Wednesday 20 January 2010

DCLG, Sir Rodney

Now a Third Sector Partnership Board at the Communities and Local Government Department may not exactly excite - but yesterdays meeting of the Board was fascinating. A brilliant demonstration of how great our sector can be. There are a range of third sector bodies represented from community representatives to bodies like ACEVO and the Social Enterprise Coalition, Urban Forum , NAVCA etc.

The meeting was with various Ministers ; Barbara Follet MP in the Chair and all of the DCLG Directors Board led by the impressive Peter Housden, the Permanent Secretary.

I'm afraid I'm rather fearing disciplinary action as Angela Smith , the Third Sector Minister, pointed out that I made an entire speech on capacity building and investment without once mentioning the Social Investment Bank. I hang my head in shame.
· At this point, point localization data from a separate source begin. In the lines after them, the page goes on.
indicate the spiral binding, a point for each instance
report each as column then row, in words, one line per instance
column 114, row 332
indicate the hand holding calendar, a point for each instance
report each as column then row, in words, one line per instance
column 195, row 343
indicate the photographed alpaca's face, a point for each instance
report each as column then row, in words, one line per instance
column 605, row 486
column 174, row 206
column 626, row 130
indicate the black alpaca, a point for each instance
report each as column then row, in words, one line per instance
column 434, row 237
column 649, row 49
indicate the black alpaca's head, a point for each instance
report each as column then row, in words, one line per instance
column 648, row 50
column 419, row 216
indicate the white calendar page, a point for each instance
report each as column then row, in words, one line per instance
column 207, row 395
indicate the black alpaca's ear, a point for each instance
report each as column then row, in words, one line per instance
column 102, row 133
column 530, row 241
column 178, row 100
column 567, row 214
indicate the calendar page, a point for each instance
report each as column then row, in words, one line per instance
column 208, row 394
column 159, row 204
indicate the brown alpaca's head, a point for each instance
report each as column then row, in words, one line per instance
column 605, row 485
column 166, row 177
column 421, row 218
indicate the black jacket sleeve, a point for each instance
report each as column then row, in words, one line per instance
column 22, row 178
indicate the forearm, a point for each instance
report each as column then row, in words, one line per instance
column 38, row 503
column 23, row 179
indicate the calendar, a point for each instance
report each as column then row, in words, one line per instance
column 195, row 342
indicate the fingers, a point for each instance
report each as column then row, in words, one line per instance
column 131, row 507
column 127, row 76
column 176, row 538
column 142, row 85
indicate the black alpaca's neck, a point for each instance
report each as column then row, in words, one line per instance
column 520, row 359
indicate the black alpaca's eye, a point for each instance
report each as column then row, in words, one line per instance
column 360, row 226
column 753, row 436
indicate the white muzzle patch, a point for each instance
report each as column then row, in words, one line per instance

It was an engaging and lively discussion around how the third sector can help develop better communities and in delivering more citizen focused services. Steve Wyler, the fantastic CEO of the important Development Trusts Association (ACEVO member naturally), made a presentation on steps to move from a "spending" approach to the growth of our sector to an "investment" approach. This looks at investment as a range of funding approaches from grants to loans and bonds. A development approach rather than one based on patronage.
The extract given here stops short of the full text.